Personal information
- Full name: Adedamola Samuel Ireoluwajoba Alabi
- Date of birth: 9 July 2009 (age 17)
- Place of birth: Manchester, England
- Position: Midfielder

Team information
- Current team: Newcastle United
- Number: 85

Youth career
- 0000–2023: Oldham Athletic
- 2023–: Newcastle United

Senior career*
- Years: Team / Apps / (Gls)
- 2025–: Newcastle United / 0 / (0)

International career^{‡}
- 2024–2025: England U16 / 11 / (0)
- 2025–: England U17 / 6 / (0)

= Sam Alabi =

English footballer (born 2009)

Adedamola Samuel Ireoluwajoba Alabi (born 9 July 2009) is an English professional footballer who plays as a midfielder for Newcastle United.

==Early life==
Alabi was born on 9 July 2009 in Manchester, England. A native of the city, he is of Nigerian descent through his parents.

==Club career==
As a youth player, Alabi joined the youth academy of Oldham Athletic. Following his stint there, he joined the youth academy of Premier League side Newcastle United ahead of the 2023–24 season.

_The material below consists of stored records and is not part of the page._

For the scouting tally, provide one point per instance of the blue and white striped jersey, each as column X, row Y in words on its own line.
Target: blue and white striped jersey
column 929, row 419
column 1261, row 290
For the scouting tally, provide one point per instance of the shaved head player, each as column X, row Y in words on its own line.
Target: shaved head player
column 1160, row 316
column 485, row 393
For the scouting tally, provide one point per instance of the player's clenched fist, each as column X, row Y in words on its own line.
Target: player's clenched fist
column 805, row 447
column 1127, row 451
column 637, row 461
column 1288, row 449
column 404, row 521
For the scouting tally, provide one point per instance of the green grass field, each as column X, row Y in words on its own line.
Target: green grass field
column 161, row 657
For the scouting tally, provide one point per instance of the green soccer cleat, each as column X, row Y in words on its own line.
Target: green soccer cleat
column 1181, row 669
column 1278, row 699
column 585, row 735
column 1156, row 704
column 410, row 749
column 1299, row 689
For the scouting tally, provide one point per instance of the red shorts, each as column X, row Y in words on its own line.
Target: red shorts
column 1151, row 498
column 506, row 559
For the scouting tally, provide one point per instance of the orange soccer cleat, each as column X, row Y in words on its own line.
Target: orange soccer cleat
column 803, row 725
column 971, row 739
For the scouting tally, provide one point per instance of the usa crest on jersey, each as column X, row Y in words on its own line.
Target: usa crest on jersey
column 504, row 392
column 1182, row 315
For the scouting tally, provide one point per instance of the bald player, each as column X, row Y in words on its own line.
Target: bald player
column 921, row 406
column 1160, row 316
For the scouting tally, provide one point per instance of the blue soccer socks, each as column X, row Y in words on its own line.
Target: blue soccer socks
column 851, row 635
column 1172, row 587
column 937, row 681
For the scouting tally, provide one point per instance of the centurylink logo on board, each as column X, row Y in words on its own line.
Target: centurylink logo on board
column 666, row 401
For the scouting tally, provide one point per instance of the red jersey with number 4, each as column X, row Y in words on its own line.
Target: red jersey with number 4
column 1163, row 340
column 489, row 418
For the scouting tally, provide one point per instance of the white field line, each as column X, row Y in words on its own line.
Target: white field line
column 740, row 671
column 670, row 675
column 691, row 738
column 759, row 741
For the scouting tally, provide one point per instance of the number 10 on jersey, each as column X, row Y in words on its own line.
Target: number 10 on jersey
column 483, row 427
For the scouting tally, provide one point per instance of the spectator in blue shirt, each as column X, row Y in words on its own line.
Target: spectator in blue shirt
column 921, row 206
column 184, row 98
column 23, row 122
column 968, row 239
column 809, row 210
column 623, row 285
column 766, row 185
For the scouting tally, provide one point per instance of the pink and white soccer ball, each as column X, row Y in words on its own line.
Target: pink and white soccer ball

He appeared in a first team squad for the first time during the 2025–26 season, being named on the bench for their 2025–26 UEFA Champions League group match against Marseille.

Alabi signed his first professional contract with Newcastle on 9 July 2026.

==International career==
Alabi is an England youth international and captained the England national under-17 football team. During October and November 2025, he played for the England national under-17 football team for 2026 UEFA European Under-17 Championship qualification.

==Style of play==
Alabi plays as a midfielder. Left-footed, he is known for his dribbling and passing ability.